The North Carolina chapter of NAACP complained to the state about “rampant” voter purging in three counties. Thousands of voters are affected, including one a 100-year-old African-American woman, who may lose her vote over an incorrect mailing address.
Grace Bell Hardison, 100, from Beaufort County was told her voter registration was being challenged and if she did not appear before the county Board of Elections meeting or return a notarized form, she would be removed from the voting rolls, WCNT reported.
Her registration was challenged by Shane Hubers, a Belhaven Republican, based on a 2015 mailing by a candidate for mayor that showed her mail was returned as undeliverable. Hardison has lived in the same house her whole life and voted regularly for 24 years.
“My mail comes to the post office,” Hardison told WNCT TV, which brought attention to her plight in an October 18 broadcast. “I don’t have no mail come to the house. Ever since I’ve been here, my mail has been coming to the post office.”
In all, 138 Belhaven residents had their status challenged, with 32 challenges already dismissed.
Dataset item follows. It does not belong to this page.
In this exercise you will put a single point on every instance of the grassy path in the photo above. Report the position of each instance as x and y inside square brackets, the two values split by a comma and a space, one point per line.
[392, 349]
Of the 138 challenged, 92 of them were black and registered Democrats, 28 voters were unaffiliated, 17 were Republicans, and 1 was Libertarian, WNCT reported.
The systematic removals of voters were “prohibited by the National Voter Registration Act of 1993 and violate North Carolina voter registration laws,” the head of the North Carolina chapter of the NAACP said in his letter to the state board of elections.
Rev. Dr. William Barer demanded of the elections board to “cease from this unlawful purging of registered voters from their rolls, and to restore the voters how have been improperly removed,” and threatened a lawsuit in the letter, dated October 17.
According to the letter, the purge of voting rolls occurred in Beaufort County, Moore County and Cumberland County, when vote challenges were submitted based on returned mail from mass mailings. The returned mailings resulted in 400 voter challenges in Moore County and 3,000 in Cumberland County, the NAACP complaint said.
The state board told the civil rights group that it would have to take up the complaint with the various county boards of elections and file complaints at the county Superior Courts.
The NAACP complaint comes as 14 US states have adopted restrictive voter ID laws ahead of the November 8 elections. This is the first presidential election after the 2013 US Supreme Court decision to abolish a key provision of the 1965 Voting Rights Act, allowing nine Southern states to change their election laws without federal approval.
Four members of Congress wrote to the Justice Department on Wednesday, demanding federal assistance in overseeing Wisconsin’s monitoring of the election, “including poll-monitoring services.”
Media reports over the past month have revealed that the Wisconsin Department of Motor Vehicle employees “provided erroneous and incomplete information to potential voters who are unable to obtain IDs due to the lack of required documentation (like a birth certificate), despite their eligibility for alternative credentials.”
State police raided the offices of the Indiana Voter Registration Project (IVRP) on October 4, seizing documents and equipment and shutting down the group’s operations a week before the voter registration deadline in the state. It is uncertain whether the 45,000 people the IVRP registered will be permitted to vote this year.
The organization was launched in April 2016 to improve voter participation, in particular in Indianapolis and suburbs of Chicago. Indiana had the worst voter turnout nationwide in the 2014 election.
Connie Lawson, Indiana’s Republican secretary of state, sent a letter to state election officials and accused the group of being a “nefarious operation,” reported the liberal blog Think Progress. Indiana Governor Mike Pence is the running mate of Donald Trump, the Republican presidential candidate.